Turkovac Clinical Trials Phase II

TSB-VAC-COV-ERU-F2.0B

"A placebo-controlled, randomized, double-blind, single-centre, Phase II clinical trial investigating the efficacy, immunogenicity, and safety of two different potencies of the inactive COVID-19 Vaccine ERUCOV-VAC, administered twice via the intramuscular route to healthy volunteers."

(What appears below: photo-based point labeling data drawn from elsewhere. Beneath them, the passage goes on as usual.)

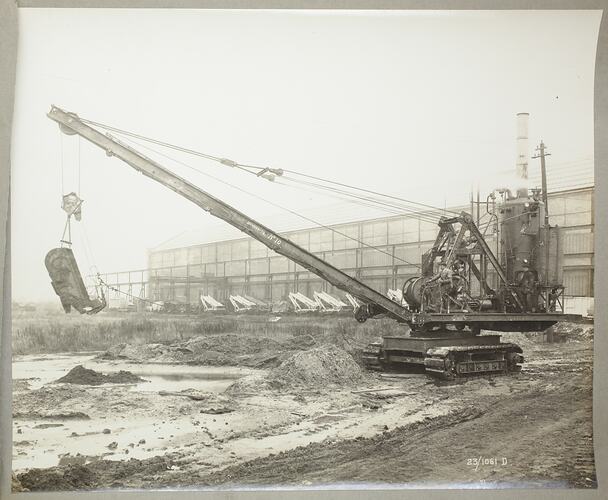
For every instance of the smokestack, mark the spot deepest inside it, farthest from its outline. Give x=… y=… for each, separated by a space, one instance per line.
x=522 y=145
x=521 y=167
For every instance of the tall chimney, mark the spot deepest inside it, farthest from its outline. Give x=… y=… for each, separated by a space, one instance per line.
x=522 y=151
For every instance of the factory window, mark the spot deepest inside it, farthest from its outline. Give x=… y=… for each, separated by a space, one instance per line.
x=156 y=260
x=194 y=255
x=258 y=249
x=258 y=266
x=240 y=250
x=375 y=233
x=180 y=256
x=372 y=258
x=300 y=239
x=208 y=253
x=320 y=240
x=180 y=272
x=342 y=260
x=195 y=270
x=167 y=259
x=428 y=231
x=235 y=268
x=279 y=265
x=224 y=252
x=346 y=237
x=411 y=254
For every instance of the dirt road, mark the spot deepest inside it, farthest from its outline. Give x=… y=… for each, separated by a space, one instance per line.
x=532 y=429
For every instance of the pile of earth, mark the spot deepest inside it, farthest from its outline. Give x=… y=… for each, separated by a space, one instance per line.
x=84 y=376
x=98 y=474
x=214 y=350
x=326 y=365
x=573 y=331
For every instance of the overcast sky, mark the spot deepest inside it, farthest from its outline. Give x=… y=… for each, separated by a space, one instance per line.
x=413 y=104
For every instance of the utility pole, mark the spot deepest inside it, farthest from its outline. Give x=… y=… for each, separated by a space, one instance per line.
x=543 y=172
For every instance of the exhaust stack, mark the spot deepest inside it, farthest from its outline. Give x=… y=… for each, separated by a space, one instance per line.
x=521 y=167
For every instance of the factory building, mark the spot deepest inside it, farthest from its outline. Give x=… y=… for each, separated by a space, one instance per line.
x=382 y=252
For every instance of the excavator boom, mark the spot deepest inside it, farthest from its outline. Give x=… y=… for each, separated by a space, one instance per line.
x=71 y=124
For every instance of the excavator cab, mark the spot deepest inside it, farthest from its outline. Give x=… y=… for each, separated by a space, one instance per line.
x=68 y=283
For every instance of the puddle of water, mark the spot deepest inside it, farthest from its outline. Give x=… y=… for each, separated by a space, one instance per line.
x=42 y=447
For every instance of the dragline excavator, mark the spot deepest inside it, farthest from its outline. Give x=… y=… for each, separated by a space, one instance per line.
x=451 y=301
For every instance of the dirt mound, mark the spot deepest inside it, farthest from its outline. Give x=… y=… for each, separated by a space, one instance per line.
x=227 y=349
x=72 y=415
x=318 y=367
x=97 y=474
x=16 y=486
x=84 y=376
x=573 y=331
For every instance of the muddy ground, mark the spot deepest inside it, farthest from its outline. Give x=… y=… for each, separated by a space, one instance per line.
x=308 y=415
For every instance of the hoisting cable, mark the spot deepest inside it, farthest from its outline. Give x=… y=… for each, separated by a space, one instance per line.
x=260 y=170
x=392 y=208
x=308 y=219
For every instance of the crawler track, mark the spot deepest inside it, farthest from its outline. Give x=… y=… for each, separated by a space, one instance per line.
x=450 y=362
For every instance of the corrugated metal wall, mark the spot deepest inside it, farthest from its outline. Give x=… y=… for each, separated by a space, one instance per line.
x=247 y=266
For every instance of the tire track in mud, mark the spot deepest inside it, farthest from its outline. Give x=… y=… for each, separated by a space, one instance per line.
x=544 y=432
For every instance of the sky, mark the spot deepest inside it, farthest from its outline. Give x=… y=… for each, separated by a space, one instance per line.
x=419 y=105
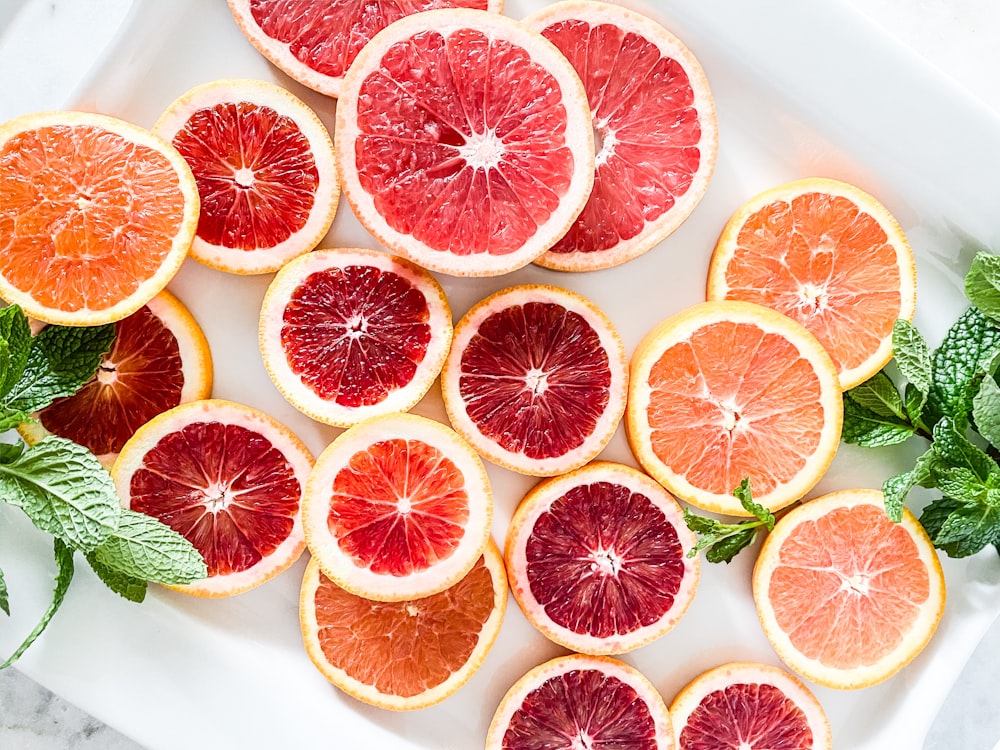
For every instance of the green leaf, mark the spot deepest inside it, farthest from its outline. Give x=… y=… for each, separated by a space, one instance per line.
x=64 y=561
x=959 y=364
x=61 y=359
x=143 y=547
x=912 y=355
x=864 y=427
x=64 y=490
x=982 y=283
x=133 y=589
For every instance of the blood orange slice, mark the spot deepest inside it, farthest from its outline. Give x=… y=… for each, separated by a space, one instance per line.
x=464 y=141
x=159 y=359
x=723 y=391
x=404 y=655
x=597 y=559
x=750 y=707
x=829 y=255
x=536 y=379
x=96 y=216
x=656 y=134
x=315 y=41
x=227 y=477
x=264 y=166
x=351 y=334
x=574 y=702
x=398 y=507
x=847 y=597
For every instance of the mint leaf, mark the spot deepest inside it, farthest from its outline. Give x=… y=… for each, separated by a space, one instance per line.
x=64 y=561
x=61 y=359
x=864 y=427
x=143 y=547
x=64 y=490
x=982 y=284
x=912 y=355
x=133 y=589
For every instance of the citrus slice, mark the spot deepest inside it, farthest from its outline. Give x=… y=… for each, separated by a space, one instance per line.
x=398 y=507
x=847 y=597
x=96 y=216
x=409 y=654
x=315 y=41
x=159 y=359
x=597 y=559
x=723 y=391
x=536 y=379
x=829 y=255
x=464 y=141
x=264 y=166
x=655 y=129
x=750 y=707
x=228 y=478
x=351 y=334
x=577 y=701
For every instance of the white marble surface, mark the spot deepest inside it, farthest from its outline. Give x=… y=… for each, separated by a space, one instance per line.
x=961 y=37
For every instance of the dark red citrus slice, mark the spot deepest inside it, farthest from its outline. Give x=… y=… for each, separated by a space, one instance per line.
x=597 y=559
x=575 y=702
x=398 y=507
x=351 y=334
x=536 y=379
x=228 y=478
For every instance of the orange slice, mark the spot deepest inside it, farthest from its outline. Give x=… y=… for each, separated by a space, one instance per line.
x=727 y=390
x=464 y=141
x=96 y=216
x=847 y=597
x=830 y=256
x=409 y=654
x=398 y=507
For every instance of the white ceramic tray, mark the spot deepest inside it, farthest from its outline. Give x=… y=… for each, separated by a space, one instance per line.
x=802 y=89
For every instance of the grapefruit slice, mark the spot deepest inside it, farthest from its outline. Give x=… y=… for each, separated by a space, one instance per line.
x=656 y=134
x=464 y=141
x=597 y=559
x=577 y=701
x=847 y=597
x=315 y=41
x=536 y=379
x=829 y=255
x=750 y=707
x=96 y=216
x=398 y=507
x=159 y=359
x=228 y=478
x=404 y=655
x=352 y=334
x=728 y=390
x=264 y=166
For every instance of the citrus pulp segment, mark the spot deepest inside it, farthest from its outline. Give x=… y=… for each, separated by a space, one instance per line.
x=536 y=379
x=409 y=654
x=227 y=477
x=96 y=216
x=597 y=559
x=264 y=166
x=398 y=507
x=315 y=41
x=352 y=334
x=656 y=133
x=159 y=359
x=579 y=701
x=464 y=141
x=847 y=597
x=829 y=255
x=750 y=707
x=727 y=390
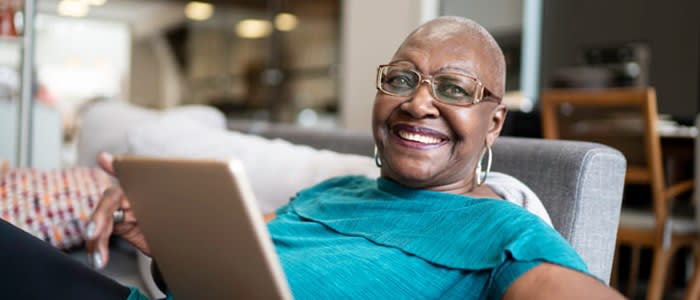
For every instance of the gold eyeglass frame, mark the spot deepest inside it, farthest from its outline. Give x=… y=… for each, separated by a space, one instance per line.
x=482 y=93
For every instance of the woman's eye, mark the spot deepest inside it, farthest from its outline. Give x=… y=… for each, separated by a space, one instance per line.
x=453 y=91
x=400 y=81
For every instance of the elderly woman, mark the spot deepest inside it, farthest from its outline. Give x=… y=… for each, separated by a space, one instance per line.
x=428 y=227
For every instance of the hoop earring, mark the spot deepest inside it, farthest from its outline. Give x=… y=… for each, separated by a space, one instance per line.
x=480 y=176
x=377 y=160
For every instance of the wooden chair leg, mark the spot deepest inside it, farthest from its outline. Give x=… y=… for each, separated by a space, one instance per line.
x=659 y=269
x=614 y=280
x=692 y=292
x=634 y=272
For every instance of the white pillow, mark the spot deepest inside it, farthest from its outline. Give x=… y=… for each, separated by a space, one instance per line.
x=105 y=125
x=276 y=168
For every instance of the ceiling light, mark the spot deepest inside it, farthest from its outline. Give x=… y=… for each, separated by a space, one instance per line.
x=96 y=2
x=286 y=22
x=253 y=28
x=72 y=8
x=199 y=11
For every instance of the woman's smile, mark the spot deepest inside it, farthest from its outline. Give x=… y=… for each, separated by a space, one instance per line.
x=418 y=137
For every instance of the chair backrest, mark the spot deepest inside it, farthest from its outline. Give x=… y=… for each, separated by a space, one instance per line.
x=623 y=118
x=579 y=183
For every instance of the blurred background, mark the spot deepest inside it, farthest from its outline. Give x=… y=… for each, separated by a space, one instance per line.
x=312 y=63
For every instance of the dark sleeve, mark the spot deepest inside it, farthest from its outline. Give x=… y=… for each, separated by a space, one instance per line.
x=33 y=269
x=158 y=278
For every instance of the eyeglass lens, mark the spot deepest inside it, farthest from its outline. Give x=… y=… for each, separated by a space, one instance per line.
x=449 y=88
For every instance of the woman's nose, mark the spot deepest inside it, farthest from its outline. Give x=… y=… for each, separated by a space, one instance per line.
x=421 y=104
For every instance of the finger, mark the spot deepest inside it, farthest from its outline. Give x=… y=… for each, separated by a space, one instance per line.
x=100 y=226
x=106 y=162
x=101 y=254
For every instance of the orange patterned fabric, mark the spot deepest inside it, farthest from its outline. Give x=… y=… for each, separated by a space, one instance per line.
x=53 y=205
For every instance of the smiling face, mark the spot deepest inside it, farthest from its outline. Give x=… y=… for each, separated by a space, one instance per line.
x=424 y=143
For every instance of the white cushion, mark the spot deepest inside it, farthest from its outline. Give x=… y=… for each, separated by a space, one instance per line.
x=104 y=125
x=276 y=168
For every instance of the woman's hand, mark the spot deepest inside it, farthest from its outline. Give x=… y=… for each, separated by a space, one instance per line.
x=101 y=224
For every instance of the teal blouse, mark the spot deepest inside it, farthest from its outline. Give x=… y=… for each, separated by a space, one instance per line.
x=355 y=237
x=358 y=238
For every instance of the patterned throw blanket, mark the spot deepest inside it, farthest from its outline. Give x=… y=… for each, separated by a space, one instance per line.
x=52 y=205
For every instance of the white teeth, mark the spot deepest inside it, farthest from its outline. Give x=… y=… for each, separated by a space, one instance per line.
x=425 y=139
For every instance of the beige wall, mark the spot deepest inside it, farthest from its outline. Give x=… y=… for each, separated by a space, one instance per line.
x=370 y=35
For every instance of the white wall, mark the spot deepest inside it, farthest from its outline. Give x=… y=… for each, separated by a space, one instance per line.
x=370 y=35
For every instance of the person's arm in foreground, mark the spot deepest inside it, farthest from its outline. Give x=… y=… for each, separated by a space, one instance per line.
x=548 y=281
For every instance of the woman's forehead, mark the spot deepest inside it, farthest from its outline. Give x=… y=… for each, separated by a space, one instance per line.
x=432 y=58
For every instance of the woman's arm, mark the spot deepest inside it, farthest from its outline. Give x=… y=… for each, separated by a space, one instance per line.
x=549 y=281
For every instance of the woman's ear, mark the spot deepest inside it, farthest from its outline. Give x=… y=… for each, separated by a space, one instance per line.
x=498 y=117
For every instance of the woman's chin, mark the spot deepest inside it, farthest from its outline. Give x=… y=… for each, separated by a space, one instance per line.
x=415 y=177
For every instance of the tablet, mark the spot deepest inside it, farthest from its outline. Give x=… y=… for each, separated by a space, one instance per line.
x=203 y=226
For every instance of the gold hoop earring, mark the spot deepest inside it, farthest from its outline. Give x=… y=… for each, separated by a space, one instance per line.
x=479 y=175
x=377 y=160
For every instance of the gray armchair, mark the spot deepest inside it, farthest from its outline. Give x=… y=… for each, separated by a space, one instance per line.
x=579 y=183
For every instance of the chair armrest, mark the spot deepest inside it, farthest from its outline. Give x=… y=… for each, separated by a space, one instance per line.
x=580 y=184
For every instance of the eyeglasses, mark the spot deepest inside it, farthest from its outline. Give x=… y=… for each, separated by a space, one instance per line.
x=449 y=88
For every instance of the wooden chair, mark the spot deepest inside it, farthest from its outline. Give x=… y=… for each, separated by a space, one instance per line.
x=626 y=119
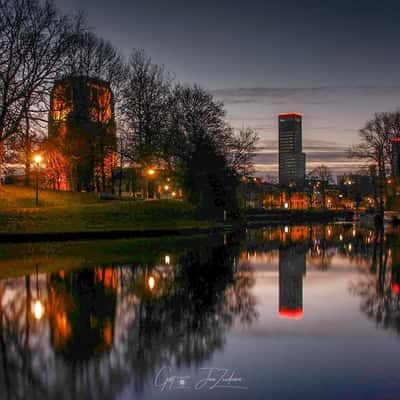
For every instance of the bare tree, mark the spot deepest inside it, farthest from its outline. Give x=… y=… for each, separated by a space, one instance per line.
x=145 y=103
x=33 y=40
x=375 y=148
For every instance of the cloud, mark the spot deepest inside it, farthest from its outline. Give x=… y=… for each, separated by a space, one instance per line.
x=332 y=117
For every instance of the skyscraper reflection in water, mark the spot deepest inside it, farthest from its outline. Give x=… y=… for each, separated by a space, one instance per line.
x=292 y=268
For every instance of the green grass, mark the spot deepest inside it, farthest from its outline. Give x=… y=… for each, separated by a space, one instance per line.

The aim of this study is to demonstrate the efficacy and immunogenicity, and secondarily the safety, of the developed inactive COVID-19 vaccine. The study, which began with the recruitment of the first volunteer on 10.02.2021, was completed one year after the recruitment of the last volunteer on 05.06.2021. 376 volunteers were screened, and 250 volunteers were vaccinated. Each volunteer was administered a single intramuscular dose of Inactivated COVID-19 3 μg/0.5 ml Vaccine, Inactivated COVID-19 6 μg/0.5 ml Vaccine, or 0.5 ml placebo Vaccine in a random order on days 0 and 21. Both doses were well tolerated in healthy volunteers, and it was observed that sufficient immunogenicity was generated in the 18–62 age range. The rate of adverse events observed with both doses was found to be similar. No statistically significant difference was found between the humoral immune responses formed after both doses of the vaccine.